On ne trouvera dans ce court récit de voyage aucun des sites emblématiques du Japon, ni geishas, ni thé, ni sushis.
Le narrateur, en panne dans l'écriture d'un livre commandé, prend la fuite au Japon avec son vélo emballé tant bien que mal.
Il fait froid, les vents sont violents, les averses incessantes dans l'île de Shikoku choisie car « elle subissait des hivers moins rigoureux » que les autres îles de l'archipel.
La route est déserte, sauf aux abords des agglomérations où le cycliste se trouve coincé entre deux camions. Les auberges traditionnelles (ryokan) sont fermées.

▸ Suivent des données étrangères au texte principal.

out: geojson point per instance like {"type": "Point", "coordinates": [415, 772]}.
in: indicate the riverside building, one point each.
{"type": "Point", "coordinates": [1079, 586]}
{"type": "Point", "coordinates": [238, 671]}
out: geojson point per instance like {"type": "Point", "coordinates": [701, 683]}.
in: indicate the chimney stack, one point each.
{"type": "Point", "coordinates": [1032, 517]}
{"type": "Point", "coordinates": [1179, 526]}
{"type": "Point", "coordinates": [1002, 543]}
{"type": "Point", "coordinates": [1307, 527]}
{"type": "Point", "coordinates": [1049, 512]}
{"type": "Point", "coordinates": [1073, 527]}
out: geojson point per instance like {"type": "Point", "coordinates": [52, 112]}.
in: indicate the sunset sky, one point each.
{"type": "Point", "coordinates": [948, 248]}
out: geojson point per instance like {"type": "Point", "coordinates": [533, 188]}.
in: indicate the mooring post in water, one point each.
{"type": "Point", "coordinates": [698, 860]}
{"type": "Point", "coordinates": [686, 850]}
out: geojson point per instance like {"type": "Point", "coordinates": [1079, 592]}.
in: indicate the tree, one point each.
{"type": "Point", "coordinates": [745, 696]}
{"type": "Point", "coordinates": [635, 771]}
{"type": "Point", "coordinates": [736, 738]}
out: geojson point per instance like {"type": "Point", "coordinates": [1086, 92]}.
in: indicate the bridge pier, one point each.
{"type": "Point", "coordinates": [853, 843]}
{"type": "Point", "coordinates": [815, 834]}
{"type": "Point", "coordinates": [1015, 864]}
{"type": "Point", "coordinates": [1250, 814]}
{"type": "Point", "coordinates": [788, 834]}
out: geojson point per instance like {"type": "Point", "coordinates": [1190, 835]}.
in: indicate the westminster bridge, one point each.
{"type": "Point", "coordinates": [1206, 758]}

Et pourtant de ce récit désenchanté, magnifiquement écrit, se dégage une poésie infinie.
Parti pour « abjurer les mots de sa langue sans les tuer », ne sachant pas si « l'écriture est une aliénation ou une délivrance », si « elle est un moyen d'appartenir au monde ou de lui échapper », l'auteur démontre brillamment que les mots permettent de saisir la vie telle qu'elle est, ni sublimée ni idéalisée.
Les doigts gelés, les improbables repas, les mots incompréhensibles, la nuit passée dans un shukubo, un hébergement dans un temple, permettent à d'autres souvenirs de voyage de revenir – l'Irlande, le col du Tourmalet, la Finlande.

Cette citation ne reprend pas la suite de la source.